I would use neither in QT.

I setup a hospital tank when I need to treat a fish.
 
<a href=showthread.php?s=&postid=14181537#post14181537 target=_blank>Originally posted</a> by xenon
I would use neither in QT.

I setup a hospital tank when I need to treat a fish.
:D Is that because it's covered under national health inusrance?:confused: :lol:
 
Cupramine is the safer route for using copper. Tangs are pretty sensitive to copper so test your levels regularly.
From what I have read there are 3 kits that give accurate results when testing cupramine, Salifert, Red Sea, and I forget the other one.
 
Hey should I turn the skimmer off?

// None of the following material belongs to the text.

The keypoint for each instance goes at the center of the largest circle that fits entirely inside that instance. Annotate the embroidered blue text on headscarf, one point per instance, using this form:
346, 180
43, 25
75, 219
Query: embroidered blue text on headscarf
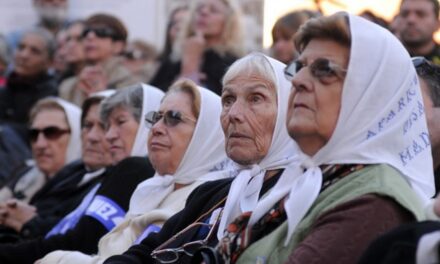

It seems to be skimming some of the Cupramine. The tank was being used as holding tank with live rock. I took the rock out and replaced with bio balls. I'm slightly concerned that the biological hasn't quite caught up yet. So I'm hesitant to turn off the skimmer. What do you think?
 
I don't know.;never ran a quarantine tank with a skimmer. I don't think the skimmer would skim free copper but the Cupramine is chelated (presumably fixed to an organic of some type)which may have an affinity for the air/water interface. I would probably turn it off and provide a substitute form of aeration untill I knew. You could ask on the SeaChem sponsor forum.
 
Here's the answer. Turn the skimmer off. Be usre to provide aeration though.


Powerful protein skimmers can remove Cupramine from the water. Without a test kit to know whether the Cupramine is being removed or not it is a good idea to turn off the protein skimmer. After the first dose the second one should be done 48 hrs later. If ....


http://www.reefcentral.com/forums/showthread.php?s=&threadid=11
 
I am going to jump in here as I seem to have a small blue tang with ich. Problem is he is impossible to catch. I just go near the tank with the net and he is in the rocks. does not matter whats in the hospital tank if the fish is not in there.
 
LOL thanks guys! My QT becomes a hospital tank as soon as a fish shows signs of something. I'd rather not risk throwing a big fish into a little tank with questionable filtration. My QT is a 55 gallon tank, 75 gallon system with bioballs, UV, skimmer and fuge. No sand, no rock. I can do a 100 percent water change with tank water from my 225 reef.
 
Ok but some copper will linger on surfaces in that tank and leach back. If you are concerned about that for future inhabitants such as invertebrates, run some cuprisorb or polypad in the filter for a month or so.